Regelmatige werkwoorden eindigen op een 'd' of een 't'. Als het voltooid deelwoord eindigt op een letter uit 't kofschip (dat wil zegen de letters: t, k, f, s, ch, p maar ook x) dan eindigt het voltooid deelwoord op een 't'. In de andere gevallen eindigt het voltooid deelwoord op een 'd'.
17 antwoorden
Uw antwoord, antwoord is hier namelijk een zelfstandig naamwoord en dan is het nooit met een t er achter. Wanneer het een werkwoord is, is het in de hij-vorm wel antwoordt.
Je bepaalt de stam van een werkwoord door -en van het hele werkwoord af te halen. In veel gevallen is de ik-vorm gelijk aan de stam, maar niet altijd. Ga daarom nooit uit van de ik-vorm.
Onze app verbindt makers en influencers met de grootste merken ter wereld, zodat u kunt kiezen met wie u wilt werken, wanneer u content wilt maken en hoeveel u wilt vragen . Bovendien kunt u, zodra uw bericht is goedgekeurd en gepubliceerd, binnen 48 uur of 30 dagen worden betaald; afhankelijk van uw betalingskeuze!

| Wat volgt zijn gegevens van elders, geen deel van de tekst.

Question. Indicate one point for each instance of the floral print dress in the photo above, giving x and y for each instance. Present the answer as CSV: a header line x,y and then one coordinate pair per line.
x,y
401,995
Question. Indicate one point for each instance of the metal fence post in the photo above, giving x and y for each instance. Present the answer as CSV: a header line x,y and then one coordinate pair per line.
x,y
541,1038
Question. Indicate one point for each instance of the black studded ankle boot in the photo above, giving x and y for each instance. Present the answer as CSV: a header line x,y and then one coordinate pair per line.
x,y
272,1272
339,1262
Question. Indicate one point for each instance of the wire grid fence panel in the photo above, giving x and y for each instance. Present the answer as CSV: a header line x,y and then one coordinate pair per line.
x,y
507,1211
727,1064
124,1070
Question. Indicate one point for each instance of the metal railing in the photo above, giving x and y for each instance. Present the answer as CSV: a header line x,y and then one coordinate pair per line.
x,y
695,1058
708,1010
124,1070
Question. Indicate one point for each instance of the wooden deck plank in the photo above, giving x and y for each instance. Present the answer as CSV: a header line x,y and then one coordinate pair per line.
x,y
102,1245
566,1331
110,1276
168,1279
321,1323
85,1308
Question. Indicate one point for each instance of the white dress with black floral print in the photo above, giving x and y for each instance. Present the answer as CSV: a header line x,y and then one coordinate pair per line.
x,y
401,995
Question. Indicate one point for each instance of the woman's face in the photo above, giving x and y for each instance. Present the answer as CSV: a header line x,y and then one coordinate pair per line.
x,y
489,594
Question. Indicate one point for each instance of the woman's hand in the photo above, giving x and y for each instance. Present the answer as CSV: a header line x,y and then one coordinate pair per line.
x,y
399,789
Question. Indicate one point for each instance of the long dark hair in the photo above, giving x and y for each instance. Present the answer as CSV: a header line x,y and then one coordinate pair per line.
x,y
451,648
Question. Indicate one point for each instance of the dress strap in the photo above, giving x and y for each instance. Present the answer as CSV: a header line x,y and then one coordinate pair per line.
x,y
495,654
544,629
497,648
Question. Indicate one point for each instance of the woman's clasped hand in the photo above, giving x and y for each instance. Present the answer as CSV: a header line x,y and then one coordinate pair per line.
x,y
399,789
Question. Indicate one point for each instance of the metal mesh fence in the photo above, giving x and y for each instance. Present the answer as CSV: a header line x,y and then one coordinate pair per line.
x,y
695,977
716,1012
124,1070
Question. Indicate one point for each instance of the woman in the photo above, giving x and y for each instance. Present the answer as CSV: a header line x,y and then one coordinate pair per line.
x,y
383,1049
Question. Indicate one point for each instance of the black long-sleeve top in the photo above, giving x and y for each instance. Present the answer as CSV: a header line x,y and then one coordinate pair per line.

De stam heeft verschillende eigenschappen. Zo biedt hij voldoende stevigheid bij sterke wind. De voedingsstoffen en water worden door de stam getransporteerd tussen de wortels en bladeren. Bij sommige bomen, zoals de mammoetboom, kan de bast van de stam tegen bosbrand enige bescherming bieden.
De stam van een werkwoord is de vorm die we horen als we de infinitief uitspreken en daarbij de uitgang -en (soms -n) weglaten. Als we de stam schrijven, passen we waar nodig de regels toe voor enkele of dubbele klinker (dromen - ik droom) en enkele of dubbele medeklinker (hakken - ik hak).